= Experimental Music Studios =

Organization at University of Illinois Urbana-Champaign

The Experimental Music Studios (EMS) is an organization or center for electroacoustic and computer music, focusing on synthesis and concert performance of art music, founded by Lejaren Hiller at University of Illinois at Urbana-Champaign in 1958.

The "second electronic music studio developed in the United States", and the "first formally acknowledged electro-acoustic facility in the United States" (since the Columbia-Princeton Electronic Music Center, "although formally acknowledged in 1959, had began [sic] in 1952") at an initial cost of $8,000, early equipment included an "old broadcasting studio control panel" as console, microphones, amplifiers, oscilloscopes, tape decks, and other donated items.
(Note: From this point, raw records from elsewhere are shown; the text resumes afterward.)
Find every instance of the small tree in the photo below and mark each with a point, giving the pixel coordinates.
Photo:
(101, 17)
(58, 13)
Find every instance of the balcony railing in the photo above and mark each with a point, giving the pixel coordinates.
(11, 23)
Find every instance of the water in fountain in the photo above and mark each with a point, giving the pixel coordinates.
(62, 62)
The studios received a $30,000 grant from Magnavox in 1962, and a $53,100 grant from the National Science Foundation in 1965. Directed by Scott A. Wyatt for forty years, it is currently directed by Eli Fieldsteel, and consists of multiple studios.
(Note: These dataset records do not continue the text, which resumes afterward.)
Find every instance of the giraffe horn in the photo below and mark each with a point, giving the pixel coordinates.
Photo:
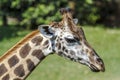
(68, 18)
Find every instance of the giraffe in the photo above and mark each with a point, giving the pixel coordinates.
(63, 38)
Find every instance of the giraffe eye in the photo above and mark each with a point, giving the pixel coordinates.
(70, 40)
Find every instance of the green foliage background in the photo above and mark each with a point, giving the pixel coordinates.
(30, 13)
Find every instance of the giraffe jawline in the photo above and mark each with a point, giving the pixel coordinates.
(93, 68)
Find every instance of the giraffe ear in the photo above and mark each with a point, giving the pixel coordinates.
(46, 30)
(75, 20)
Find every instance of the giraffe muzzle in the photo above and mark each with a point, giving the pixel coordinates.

Alumni include Adrian Belew, Neely Bruce, Herbert Brün, Mary Ellen Childs, Insook Choi, Donnacha Dennehy, Robert Fleisher, Mara Helmuth, Elizabeth Hinkle-Turner, Ben Johnston, Salvatore Martirano, Larry Polansky, David Rosenboom, Carla Scaletti, James Tenney, David Ward-Steinman, David Weinstein, and Olly Wilson. Composers who worked at the center between 1958 and 1975 include John Cage, Michael Colgrass, Kenneth Gaburo, Charles Hamm, and John Melby.

Hiller created the MUSICOMP ("MUsic SImulator-Interpreter for COMpositional Procedures") programming language for music composition with Robert Baker in order to create their Computer Cantata (1963) at the studios. MUSICOMP was used by Brün in generating his Non Sequitur VI (1966). Composer James Beauchamp developed the Harmonic Tone Generator (a form of additive synthesis) at the studios.